# `facebook/maskformer-swin-tiny-ade`

## Description
MaskFormer addresses instance, semantic and panoptic segmentation with the same paradigm: by predicting a set of masks and corresponding labels. Hence, all 3 tasks are treated as if they were instance segmentation.

## Running environment
- Custom Notebook image: `projects.registry.vmware.com/models/notebook/hf-inference-deploy@sha256:8c5960ce436881f37336b12556d7a661ea20e4dbfe9ac193516cf384daa51c19`
- 1 CPU, 5G memory

## Model inference

Import packages. *Note* that if you are using custom notebook image listed above, here you do not need to use `pip` to install any extra package.

In [1]:
from transformers import MaskFormerFeatureExtractor, MaskFormerForInstanceSegmentation
from PIL import Image
import requests

import os
os.environ['HTTP_PROXY'] = 'http://proxy.vmware.com:3128'
os.environ['HTTPS_PROXY'] = 'http://proxy.vmware.com:3128'
os.environ['CURL_CA_BUNDLE'] = ''

  from .autonotebook import tqdm as notebook_tqdm
2023-06-27 09:39:17.896619: I tensorflow/core/platform/cpu_feature_guard.cc:182] This TensorFlow binary is optimized to use available CPU instructions in performance-critical operations.
To enable the following instructions: AVX2 AVX512F FMA, in other operations, rebuild TensorFlow with the appropriate compiler flags.

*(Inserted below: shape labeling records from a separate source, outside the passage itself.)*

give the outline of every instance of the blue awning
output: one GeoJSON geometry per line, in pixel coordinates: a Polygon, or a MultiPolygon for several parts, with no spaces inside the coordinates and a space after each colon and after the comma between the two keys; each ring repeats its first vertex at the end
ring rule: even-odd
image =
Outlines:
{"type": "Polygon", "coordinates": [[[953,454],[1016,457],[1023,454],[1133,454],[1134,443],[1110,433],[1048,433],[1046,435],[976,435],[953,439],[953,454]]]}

*Note: Use `os.environ` to avoid HTTPS proxy error.*

Open the image. And extract the feature from the image.

In [2]:
url = "https://huggingface.co/datasets/hf-internal-testing/fixtures_ade20k/resolve/main/ADE_val_00000001.jpg"
image = Image.open(requests.get(url, stream=True).raw)
feature_extractor = MaskFormerFeatureExtractor.from_pretrained("facebook/maskformer-swin-tiny-ade")
inputs = feature_extractor(images=image, return_tensors="pt")

Downloading (…)rocessor_config.json: 100%|██████████| 380/380 [00:00<00:00, 37.6kB/s]


Get the pre-trained model. And use the extracted feature from above code cell as the input to the model inference.

In [3]:
model = MaskFormerForInstanceSegmentation.from_pretrained("facebook/maskformer-swin-tiny-ade")
outputs = model(**inputs)
# model predicts class_queries_logits of shape `(batch_size, num_queries)` and masks_queries_logits of shape `(batch_size, num_queries, height, width)`
class_queries_logits = outputs.class_queries_logits
masks_queries_logits = outputs.masks_queries_logits

Downloading (…)lve/main/config.json: 100%|██████████| 12.5k/12.5k [00:00<00:00, 4.50MB/s]
Downloading pytorch_model.bin: 100%|██████████| 167M/167M [00:10<00:00, 16.0MB/s] 


Post-process the model inference result, and print the result

In [4]:
predicted_semantic_map = feature_extractor.post_process_semantic_segmentation(outputs, target_sizes=[image.size[::-1]])[0]

In [5]:
list(predicted_semantic_map.shape)

[512, 683]